Je me mutile la langue en la glissant en douce dans des bouches, des triangles et parfois je mets le pouce...
Je me croyais fakir, souvent je ne touchais pas terre. Mais il faut atterrir, solitaire. On est toujours tout seul, malgré tous ces sourires qui vous mentent, mais vous veulent. Ces bouches prêtes à trahir, toutes ces mains qui vous souillent, ces hauts de cuisses qui mouillent. On est toujours tout seul! 
Attifé comme un thon les jours de grandes marées, j'ai "riffé" le bon son sur une vague idée. Je les laisse s’approcher...ils n’iront pas bien loin. Maintenant que je sais  brasser...des cons, j'en ai fait le plein!
Alors même si j'aime me mutiler la langue en la glissant en douce dans des bouches, des triangles...maintenant  je dis " pouce ! "    

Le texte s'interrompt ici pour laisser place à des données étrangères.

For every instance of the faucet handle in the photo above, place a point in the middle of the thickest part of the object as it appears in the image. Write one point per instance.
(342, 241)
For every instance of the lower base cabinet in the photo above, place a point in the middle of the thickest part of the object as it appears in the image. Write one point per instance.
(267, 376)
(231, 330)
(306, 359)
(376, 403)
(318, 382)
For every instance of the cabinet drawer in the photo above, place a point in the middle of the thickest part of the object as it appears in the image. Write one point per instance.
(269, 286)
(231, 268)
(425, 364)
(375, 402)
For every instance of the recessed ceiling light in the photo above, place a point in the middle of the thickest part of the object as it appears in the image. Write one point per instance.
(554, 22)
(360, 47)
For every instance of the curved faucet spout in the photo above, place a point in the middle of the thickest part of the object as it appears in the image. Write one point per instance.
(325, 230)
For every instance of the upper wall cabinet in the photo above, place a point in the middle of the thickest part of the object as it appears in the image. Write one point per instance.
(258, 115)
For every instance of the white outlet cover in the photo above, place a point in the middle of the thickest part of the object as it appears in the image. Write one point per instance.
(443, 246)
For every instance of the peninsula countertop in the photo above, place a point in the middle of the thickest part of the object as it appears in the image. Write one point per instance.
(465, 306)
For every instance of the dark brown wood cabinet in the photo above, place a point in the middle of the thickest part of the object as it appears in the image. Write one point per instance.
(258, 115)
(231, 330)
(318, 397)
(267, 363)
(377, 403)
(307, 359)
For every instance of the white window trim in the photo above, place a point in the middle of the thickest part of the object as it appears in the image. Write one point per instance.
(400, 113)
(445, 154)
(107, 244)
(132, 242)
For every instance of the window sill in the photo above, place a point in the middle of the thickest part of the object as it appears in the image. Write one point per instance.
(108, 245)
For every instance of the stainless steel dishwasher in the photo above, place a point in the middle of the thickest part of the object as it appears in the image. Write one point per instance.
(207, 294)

Je ne bois pas, je ne fume pas, je ne me drogue pas, (je sais c'est nul!)  mais j'écris... même pas la nuit, la nuit je dors. J'écris tout bas, je crie parfois et puis je cause...because ...j'aime ça ! Je cause, je cause dans le poste sur  France Inter.  Depuis 2009, même si je suis sentimentale, j'envoie des bons baisers, pas toujours tendres...normaaal, faut pas se fier à mon sourire, je suis capable du pire !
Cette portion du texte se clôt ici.